One of the bigger gray areas in the emerging legal cannabis industry has been the use of smoking ‘lounges’—which act as a safe haven where people can use their product without having to consume it in public. While there are some cannabis cafes scattered throughout Oregon and a prospective location opening in Colorado, most weed-legal states have yet to establish a set of provisions to allow such on-site locations.
The same goes for Canada, who is set to legalize recreational cannabis this October.
On-site consumption remains illegal, and it’s forced many locations to close their doors. However, one location in Victoria, Canada has been resilient in making their case to stay open—and it’s cost them quite a lot of money in the process. $30,0oo, to be exact.
Victoria Cannabis Lounge Stays Open After $30K In City Fines
The Terp City Canna Lounge in Victoria has faced many obstacles in their quest to provide legal cannabis users with a place to toke up. While, by law, the public smoking is outlawed—especially after the Capital Regional District added cannabis to their anti-smoking regulations, in the realm of common sense, such locations are necessary for the burgeoning industry.
While management has fought the city tooth and nail to stay open, the fines are beginning to pile up. The city’s lone remaining cannabis lounge has racked up $30k in bills as his applications for a city business license have not been approved.
“The bills are stacking up just for this and I’m like what are we honestly doing wrong?” Cheyne said.”If you’re gonna start regulating it as a municipality then where are these people, especially for recreational purposes, going to consume it? You’re banning it everywhere.”

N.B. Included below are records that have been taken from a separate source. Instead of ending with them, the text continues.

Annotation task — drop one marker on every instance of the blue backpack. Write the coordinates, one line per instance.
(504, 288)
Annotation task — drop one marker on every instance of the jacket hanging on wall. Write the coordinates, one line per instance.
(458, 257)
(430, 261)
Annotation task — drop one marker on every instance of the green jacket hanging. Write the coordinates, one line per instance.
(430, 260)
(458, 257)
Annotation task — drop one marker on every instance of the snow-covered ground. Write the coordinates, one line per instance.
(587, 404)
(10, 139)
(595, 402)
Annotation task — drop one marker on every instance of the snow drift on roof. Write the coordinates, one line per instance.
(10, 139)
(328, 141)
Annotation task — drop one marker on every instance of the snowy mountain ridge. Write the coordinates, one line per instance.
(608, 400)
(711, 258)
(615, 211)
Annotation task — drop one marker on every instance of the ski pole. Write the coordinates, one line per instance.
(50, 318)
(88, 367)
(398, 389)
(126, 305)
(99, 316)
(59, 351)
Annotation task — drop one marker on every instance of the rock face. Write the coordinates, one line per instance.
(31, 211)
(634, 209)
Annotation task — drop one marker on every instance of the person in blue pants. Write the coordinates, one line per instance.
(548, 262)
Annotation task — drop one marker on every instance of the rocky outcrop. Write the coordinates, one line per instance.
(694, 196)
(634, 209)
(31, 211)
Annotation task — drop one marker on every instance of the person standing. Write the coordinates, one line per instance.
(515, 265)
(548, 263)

The fate of Terp City hangs in the balance, but it’s unclear what the legalization of recreational marijuana will do for the social lounge. The city will take their battle with Terp City to court, but it remains to be seen how Canada’s rapidly-growing cannabis sector will factor in on the city’s decision. Currently, the province is focusing in on the retail portion of the soon-to-be-legal industry, putting social consumption locations on the backburner. At least, for now. Regardless, ownership is not ready to wave the red flag just yet. “I hope that we win this battle and that council understands that we are needed,” Cheyne said.